There were at least 50,000 investors in the alleged fraud.
Mansfield said today that while Gong has not admitted any crimes himself, an entity involved in the scheme in Canada has pleaded guilty to two charges of operating a pyramid scheme and conducting fraud through forged documents.
This year, Gong admitted in a record-breaking settlement he was using New Zealand as a safe haven for the proceeds of crime.
He forfeited more than $70m in the deal with the New Zealand police after his bank accounts here were frozen three years ago as part of a global investigation into his finances.

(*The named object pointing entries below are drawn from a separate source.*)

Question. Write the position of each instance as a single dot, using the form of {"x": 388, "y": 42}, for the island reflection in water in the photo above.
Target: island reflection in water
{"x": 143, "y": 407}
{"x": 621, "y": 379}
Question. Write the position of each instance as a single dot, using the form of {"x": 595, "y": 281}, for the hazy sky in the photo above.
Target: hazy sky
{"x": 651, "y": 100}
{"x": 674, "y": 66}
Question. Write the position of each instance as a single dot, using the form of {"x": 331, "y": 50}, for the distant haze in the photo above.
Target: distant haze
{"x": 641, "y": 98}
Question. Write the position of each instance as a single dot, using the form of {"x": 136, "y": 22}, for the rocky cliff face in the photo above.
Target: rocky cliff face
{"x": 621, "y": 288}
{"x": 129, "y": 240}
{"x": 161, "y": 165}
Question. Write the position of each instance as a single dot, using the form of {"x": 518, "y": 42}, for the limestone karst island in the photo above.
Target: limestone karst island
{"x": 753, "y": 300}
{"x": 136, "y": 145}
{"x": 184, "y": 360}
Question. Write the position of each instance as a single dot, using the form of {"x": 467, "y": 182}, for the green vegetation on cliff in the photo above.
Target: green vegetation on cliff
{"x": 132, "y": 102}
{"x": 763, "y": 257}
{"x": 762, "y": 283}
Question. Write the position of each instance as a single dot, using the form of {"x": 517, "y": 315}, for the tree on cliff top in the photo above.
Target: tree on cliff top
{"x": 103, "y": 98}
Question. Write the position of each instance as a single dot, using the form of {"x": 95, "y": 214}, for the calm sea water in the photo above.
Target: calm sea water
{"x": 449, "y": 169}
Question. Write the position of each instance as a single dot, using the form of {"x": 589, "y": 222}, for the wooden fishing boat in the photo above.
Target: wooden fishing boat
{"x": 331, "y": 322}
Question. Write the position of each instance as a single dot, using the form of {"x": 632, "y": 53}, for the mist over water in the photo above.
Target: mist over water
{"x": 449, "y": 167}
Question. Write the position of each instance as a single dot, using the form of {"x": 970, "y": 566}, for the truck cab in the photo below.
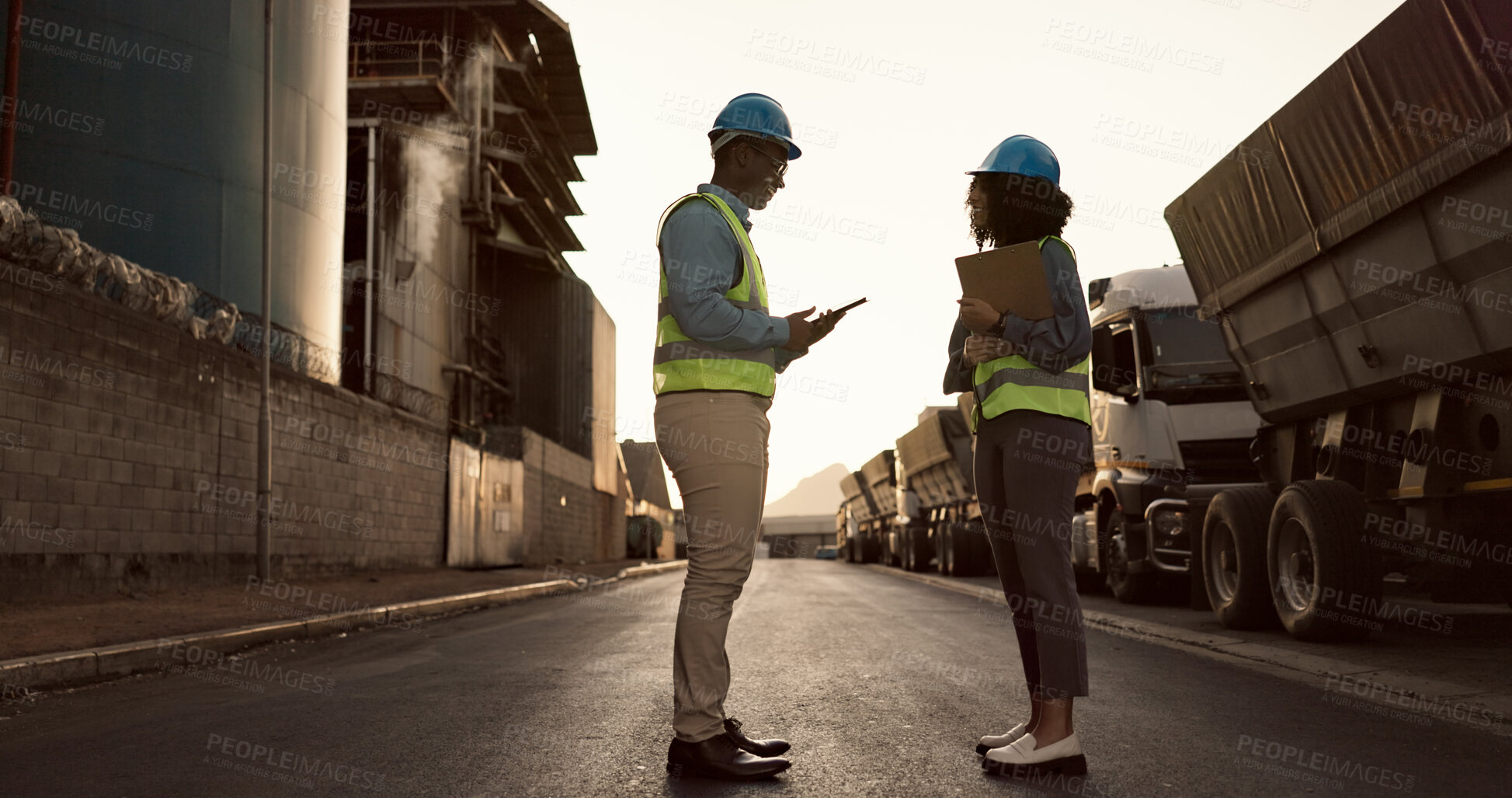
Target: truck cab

The forfeited property included more than $68m in cash and a property in East Tamaki Heights.
The asset recovery unit of the New Zealand Police was also involved in investigating $77m – alleged profits from the pyramid scheme – deposited into Gong’s New Zealand bank accounts over seven years.
Police also discovered Gong’s brother Yu Ping Gong, a plumber in Auckland, had declared less than $1000 in income over five years – despite earning more than $2m in that time.
As a result, Yu Ping Gong lost nearly $5m worth of property as part of the settlement with police, as well as paying an outstanding tax bill of $1.2m.
At Fu’s High Court sentencing, the Crown also cited four Chinese convictions relating to forex trading and a money exchange business after it obtained documentation from the Ministry of Public Security in China. The convictions date back to March 2013.
However, Fu’s then defence lawyer, David Jones, QC, said material provided by any organ of the Chinese justice system cannot be seen as reliable.